Сергей Ионин ГОНКИ НА БЕЛОЙ ЛОШАДИ Рассказ

Проснувшись наутро, механизатор Семен Кочергин долго лежал, глядя на оклеенную голубыми обоями стену. С похмелья ныло все тело и казалось, только повернись, сердце выпрыгнет из груди или, надорвавшись стучать, остановится.

— Вера, Верка… — боясь пошевелиться, слабым голосом позвал Семен. Жена не отвечала, и он вспомнил, как вчера поносил ее самыми позорными словами, а потом, когда она волокла его домой, кажется, разбил ей нос не то губы. Куда бил, он не помнил, но кровь была, потому что, когда бил, на щеку ему брызнуло что-то липкое и теплое. Кровь, не иначе.

Семен еще раз на всякий случай позвал:

— Ве-е-ерка… — Но в доме было тихо.

«К теще упорола…» — подумал Кочергин беззлобно и даже с одобрением — с похмелья он бывал добр и чувствовал виноватость.

Лежать было тяжело. Семен знал, что надо пересилить себя, встать, залить капустным рассолом внутренний жар, сходить на речку, искупаться в студеной воде и уж тогда наведаться к сельмагу, где всегда можно опохмелиться.

Кочергин осторожно перевернулся на спину и почувствовал, как выше поясницы заныли почки. Вчера пили много: и водку, и краснуху, и пиво, так что тяжкое похмелье было понятным. Сам он вообще-то предпочитал водку с кислой капустой на закуску. Водку он мог пить долго и помногу и болеть не так сильно. А вот уж когда намешаешь, тогда… Семен собрался с силами и сел.

Перед кроватью стояла на коленях жена, Вера. Семен даже удивился — кричал, звал, а она вот тебе: стоит на коленях как перед иконой. Дура! Это бога можно молитвами пронять, а его, Семенов, организм в настоящее время больше к рассолу расположен, а уж если б сто грамм и жменю капусты — совсем хорошо.

Семен укоризненно поцокал языком, мол, э-э-эх ты, жена называется, могла бы и не взбрыкивать, когда муж словно колода неподвижная. Вылечи сначала, а потом свои цирки устраивай. Но жена не ответила на его укоризненное цоканье, она стояла, низко опустив голову, молчала. Семен почесал спину и, нагнувшись, толкнул жену в плечо:

— Э-э…

Вера завалилась на бок, но не упала, и Семен увидел, что от шеи жены к спинке кровати идет какая-то веревочка.

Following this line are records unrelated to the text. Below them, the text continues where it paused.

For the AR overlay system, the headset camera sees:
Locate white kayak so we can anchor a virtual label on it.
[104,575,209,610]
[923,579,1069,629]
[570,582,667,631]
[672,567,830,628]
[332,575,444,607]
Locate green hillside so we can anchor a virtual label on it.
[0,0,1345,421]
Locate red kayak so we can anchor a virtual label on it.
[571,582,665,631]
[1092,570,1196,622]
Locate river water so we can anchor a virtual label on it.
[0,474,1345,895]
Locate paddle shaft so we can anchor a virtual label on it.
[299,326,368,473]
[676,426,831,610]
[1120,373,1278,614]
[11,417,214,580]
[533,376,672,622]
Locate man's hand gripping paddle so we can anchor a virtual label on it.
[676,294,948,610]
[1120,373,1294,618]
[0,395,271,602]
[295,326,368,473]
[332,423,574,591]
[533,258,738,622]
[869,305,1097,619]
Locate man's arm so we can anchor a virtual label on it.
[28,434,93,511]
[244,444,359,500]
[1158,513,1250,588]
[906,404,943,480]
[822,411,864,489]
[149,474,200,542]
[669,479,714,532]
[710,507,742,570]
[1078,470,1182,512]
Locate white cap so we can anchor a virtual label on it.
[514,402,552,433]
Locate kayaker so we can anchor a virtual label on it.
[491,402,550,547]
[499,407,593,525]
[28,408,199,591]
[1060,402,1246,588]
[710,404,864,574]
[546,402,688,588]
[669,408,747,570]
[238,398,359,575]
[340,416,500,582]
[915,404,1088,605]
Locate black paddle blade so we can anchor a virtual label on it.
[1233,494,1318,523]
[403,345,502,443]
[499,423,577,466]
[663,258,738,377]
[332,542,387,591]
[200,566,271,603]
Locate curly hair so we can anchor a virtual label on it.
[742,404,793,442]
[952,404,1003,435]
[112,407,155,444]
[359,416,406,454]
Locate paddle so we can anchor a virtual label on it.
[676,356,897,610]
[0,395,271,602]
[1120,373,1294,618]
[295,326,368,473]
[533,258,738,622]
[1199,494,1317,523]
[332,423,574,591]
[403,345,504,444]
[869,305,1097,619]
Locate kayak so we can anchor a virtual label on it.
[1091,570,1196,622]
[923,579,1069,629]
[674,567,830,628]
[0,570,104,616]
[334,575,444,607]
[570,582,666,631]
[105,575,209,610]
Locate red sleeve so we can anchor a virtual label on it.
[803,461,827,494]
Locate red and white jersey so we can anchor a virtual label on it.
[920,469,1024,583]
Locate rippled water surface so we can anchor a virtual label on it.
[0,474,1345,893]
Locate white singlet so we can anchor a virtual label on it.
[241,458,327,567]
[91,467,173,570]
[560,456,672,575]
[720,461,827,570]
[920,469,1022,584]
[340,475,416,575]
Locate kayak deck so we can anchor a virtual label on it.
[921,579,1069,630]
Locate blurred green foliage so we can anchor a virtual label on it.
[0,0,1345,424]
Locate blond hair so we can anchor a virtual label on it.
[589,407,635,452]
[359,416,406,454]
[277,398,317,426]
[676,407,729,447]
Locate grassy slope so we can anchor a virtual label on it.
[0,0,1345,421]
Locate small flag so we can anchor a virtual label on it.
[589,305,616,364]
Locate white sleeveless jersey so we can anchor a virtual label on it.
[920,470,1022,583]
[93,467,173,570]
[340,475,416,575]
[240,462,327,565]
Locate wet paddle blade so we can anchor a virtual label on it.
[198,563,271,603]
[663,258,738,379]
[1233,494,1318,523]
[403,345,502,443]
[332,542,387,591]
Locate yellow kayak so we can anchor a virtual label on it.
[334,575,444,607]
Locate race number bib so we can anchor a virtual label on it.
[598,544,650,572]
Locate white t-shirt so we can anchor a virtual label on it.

— Э-э… Ты че это? — спросил он, поднял лицо жены за подбородок и замер: жена смотрела на него остановившимся неживым взглядом, язык ее вывалился, разбитое опухшее лицо было синюшно мертво.

— Ава-ва… — начал было Семен и вдруг закричал: — А-а-а! Верка!


Мать Веры — древняя Капитолина Кайгородова — хоронила дочь сама. В день смерти дочери забрала ее в свой скособочившийся домишко, и Вера провела в нем положенные ей три ночи, отсюда ее, обряженную в белое коленкоровое платье, понесли на сельский погост.

Гроб несли шестеро колхозных трактористов, когда-то учившихся с Верой, за ними шла Капитолина, суровая и покорная судьбе, за ней — колонной — все село. В середине колонны местные музыканты — скрипач, гармонист и барабанщик — играли похоронный марш.

Лишних слов на кладбище не говорили. Председатель колхоза Мирон Козырев сказал, что Вера была хорошей безотказной работницей, умной самостоятельной женщиной и пусть земля ей будет пухом. Потом дали время матери проститься с дочерью. У Капитолины и слез-то уж не было давно, такая старая. Говорили, что Веру она родила в пятьдесят восемь лет. Мать застыла у гроба, низко склонившись над дочерью, потом обвела помутневшими от времени и горя глазами односельчан и сказала:

— Не дай вам бог пережить детей своих… — и сухими морщинистыми пальцами прикрыла лицо. Ее подняли с коленей и отвели в сторону.

Гроб заколотили и на полотенцах опустили в яму. Все притихли.

Стукнул о крышку первый ком земли, и эхо глухого удара заметалось над степью и улетело к полуденному солнцу.

И голубые небеса будто бы провисли над одинокой и какой-то грубой, сиротливой среди всеобщей жизни и летнего цветения глинистой могилой, пахнущей сыростью и смертью.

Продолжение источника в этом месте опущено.